After the voltage pulse at the control electrode of transistor 5 is over, the difference in voltage across resistors 51 and 52 returns to 0. Due to the hysteresis built into comparator 53, said comparator will retain the state of its output.
The circuit illustrated in FIG. 2 acts in an identical fashion, with the pulsating current sources formed by transistors 3 and 5 being replaced by the cascoded current sources formed by transistor 63 and 64, or 65 and 66, respectively.
Transistor 64 and 66 act as current sources, and can be standard N-MOS low-voltage devices or can even be replaced by low-voltage NPN bipolar devices. Transistors 63 and 65 are LDMOS devices, and are used to support the high voltage. FIG. 2 shows two embodiments of these LDMOS devices; one with the body connected to the source (transistor 63) and one with the body connected to ground (transistor 65).

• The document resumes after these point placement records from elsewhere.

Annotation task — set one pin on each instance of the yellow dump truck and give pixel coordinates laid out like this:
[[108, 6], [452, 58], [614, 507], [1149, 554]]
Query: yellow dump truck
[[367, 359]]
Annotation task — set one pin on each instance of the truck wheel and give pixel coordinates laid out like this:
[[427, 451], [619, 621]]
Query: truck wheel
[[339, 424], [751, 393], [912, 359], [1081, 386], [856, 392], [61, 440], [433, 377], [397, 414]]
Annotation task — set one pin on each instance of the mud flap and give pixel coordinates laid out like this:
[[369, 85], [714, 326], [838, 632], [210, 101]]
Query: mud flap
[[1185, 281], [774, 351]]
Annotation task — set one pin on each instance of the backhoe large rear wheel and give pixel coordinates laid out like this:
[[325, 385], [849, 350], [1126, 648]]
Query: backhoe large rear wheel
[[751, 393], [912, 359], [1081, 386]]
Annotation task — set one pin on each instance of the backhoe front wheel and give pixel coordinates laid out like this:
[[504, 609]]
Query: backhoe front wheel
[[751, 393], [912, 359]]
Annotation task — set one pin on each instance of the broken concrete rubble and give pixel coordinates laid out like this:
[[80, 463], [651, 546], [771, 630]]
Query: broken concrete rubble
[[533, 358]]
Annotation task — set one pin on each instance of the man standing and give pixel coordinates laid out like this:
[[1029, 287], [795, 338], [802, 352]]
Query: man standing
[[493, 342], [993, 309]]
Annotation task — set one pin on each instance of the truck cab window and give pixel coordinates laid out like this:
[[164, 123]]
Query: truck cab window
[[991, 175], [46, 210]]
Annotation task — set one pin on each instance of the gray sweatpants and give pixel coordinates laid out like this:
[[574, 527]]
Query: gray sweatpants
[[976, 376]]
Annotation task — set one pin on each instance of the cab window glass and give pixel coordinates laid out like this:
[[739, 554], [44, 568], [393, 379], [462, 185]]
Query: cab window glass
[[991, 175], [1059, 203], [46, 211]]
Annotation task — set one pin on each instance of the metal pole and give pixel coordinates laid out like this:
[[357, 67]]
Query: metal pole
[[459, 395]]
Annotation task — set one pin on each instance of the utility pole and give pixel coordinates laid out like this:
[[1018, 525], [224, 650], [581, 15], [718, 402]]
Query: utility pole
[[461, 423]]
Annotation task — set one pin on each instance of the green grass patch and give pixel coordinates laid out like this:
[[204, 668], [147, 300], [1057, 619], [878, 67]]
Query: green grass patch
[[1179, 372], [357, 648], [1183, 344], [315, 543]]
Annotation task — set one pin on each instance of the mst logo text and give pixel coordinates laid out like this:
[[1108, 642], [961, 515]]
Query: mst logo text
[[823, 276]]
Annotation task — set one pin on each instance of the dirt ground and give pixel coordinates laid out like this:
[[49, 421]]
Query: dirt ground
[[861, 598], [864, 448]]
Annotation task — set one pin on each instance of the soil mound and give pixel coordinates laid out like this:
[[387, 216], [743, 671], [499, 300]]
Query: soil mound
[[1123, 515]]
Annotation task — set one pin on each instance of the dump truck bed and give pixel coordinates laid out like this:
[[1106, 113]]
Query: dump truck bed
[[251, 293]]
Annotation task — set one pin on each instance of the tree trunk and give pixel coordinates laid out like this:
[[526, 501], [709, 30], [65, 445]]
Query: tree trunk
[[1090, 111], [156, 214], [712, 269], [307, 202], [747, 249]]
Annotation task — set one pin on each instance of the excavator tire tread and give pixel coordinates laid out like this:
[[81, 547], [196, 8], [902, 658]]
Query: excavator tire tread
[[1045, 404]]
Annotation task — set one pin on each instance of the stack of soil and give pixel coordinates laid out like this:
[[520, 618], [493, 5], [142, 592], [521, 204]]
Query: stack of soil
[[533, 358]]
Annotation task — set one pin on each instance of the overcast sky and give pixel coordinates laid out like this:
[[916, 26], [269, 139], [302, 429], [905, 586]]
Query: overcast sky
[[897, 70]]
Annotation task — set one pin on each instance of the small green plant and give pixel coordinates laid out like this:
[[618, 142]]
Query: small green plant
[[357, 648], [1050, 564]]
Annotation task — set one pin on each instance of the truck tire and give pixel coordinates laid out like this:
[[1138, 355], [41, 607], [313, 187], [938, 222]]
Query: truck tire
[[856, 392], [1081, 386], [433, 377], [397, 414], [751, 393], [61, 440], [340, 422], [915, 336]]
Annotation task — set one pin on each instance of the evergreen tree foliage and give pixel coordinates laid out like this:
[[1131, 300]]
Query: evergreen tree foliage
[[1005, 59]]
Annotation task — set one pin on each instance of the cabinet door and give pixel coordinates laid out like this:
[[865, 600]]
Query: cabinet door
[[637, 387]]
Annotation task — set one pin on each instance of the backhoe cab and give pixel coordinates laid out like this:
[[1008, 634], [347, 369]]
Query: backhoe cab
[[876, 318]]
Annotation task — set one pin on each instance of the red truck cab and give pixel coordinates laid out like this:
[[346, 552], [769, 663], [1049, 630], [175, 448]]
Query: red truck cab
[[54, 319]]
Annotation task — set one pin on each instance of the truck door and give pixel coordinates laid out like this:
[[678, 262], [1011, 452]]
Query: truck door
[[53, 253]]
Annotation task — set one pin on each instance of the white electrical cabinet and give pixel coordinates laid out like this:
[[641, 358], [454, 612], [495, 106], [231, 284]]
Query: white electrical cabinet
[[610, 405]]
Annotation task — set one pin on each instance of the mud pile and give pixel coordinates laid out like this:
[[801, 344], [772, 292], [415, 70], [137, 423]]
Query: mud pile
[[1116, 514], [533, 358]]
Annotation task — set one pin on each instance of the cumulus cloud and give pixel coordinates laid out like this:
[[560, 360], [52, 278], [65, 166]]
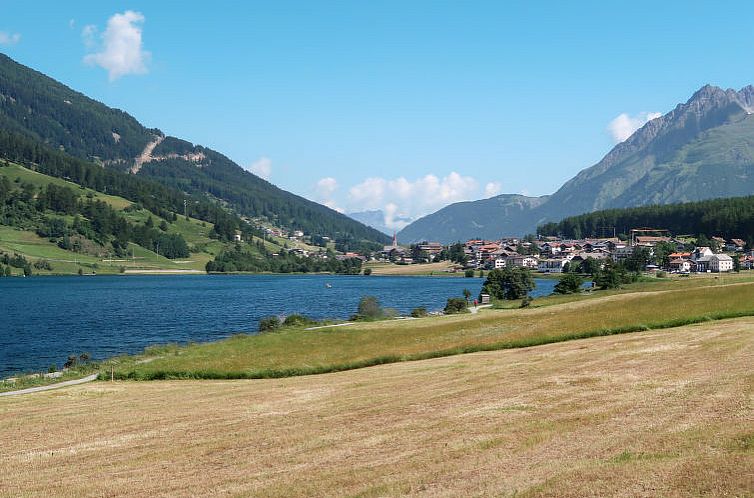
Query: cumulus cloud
[[262, 167], [324, 190], [623, 126], [401, 199], [326, 187], [492, 189], [119, 49], [9, 38]]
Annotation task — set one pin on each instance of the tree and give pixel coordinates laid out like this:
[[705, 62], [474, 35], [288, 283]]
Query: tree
[[639, 259], [508, 283], [570, 283], [662, 252], [590, 266], [419, 312], [269, 323], [369, 309], [467, 294], [455, 305], [613, 276]]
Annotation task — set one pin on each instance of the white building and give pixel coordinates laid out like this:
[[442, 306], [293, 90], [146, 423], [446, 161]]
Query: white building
[[552, 265], [720, 263]]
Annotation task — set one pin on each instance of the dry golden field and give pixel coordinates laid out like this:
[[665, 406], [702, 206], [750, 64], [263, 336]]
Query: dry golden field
[[656, 413]]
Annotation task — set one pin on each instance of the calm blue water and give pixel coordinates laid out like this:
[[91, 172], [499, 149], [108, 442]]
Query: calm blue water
[[45, 319]]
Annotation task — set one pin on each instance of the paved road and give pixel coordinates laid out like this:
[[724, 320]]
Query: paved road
[[67, 383], [475, 309]]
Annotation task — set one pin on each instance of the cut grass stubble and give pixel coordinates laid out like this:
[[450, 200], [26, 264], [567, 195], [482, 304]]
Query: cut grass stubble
[[297, 352]]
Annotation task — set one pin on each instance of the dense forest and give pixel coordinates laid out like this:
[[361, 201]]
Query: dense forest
[[51, 128], [80, 223], [33, 104], [153, 196], [252, 196], [728, 218]]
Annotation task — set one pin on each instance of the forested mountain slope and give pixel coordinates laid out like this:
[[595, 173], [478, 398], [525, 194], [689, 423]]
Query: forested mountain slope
[[702, 149], [42, 120]]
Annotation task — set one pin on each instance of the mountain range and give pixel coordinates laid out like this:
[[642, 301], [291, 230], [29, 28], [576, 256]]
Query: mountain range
[[46, 116], [376, 219], [702, 149]]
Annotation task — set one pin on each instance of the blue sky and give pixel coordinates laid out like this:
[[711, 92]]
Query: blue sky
[[403, 106]]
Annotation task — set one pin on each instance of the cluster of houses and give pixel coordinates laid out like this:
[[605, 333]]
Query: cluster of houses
[[553, 255]]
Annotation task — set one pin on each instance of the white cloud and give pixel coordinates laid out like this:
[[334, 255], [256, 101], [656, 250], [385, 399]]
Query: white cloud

As will be appreciated, problems arise when attempts are made to place such conventional structures on a single silicon chip. Properties of the drift region make it very difficult to put a line across this region to connect the high-voltage area of the floating well to the transistor. Additionally, the high voltage interconnects adversely affect the high voltage junction, require at least two additional mask steps increasing fabrication costs, and necessitate a larger chip size.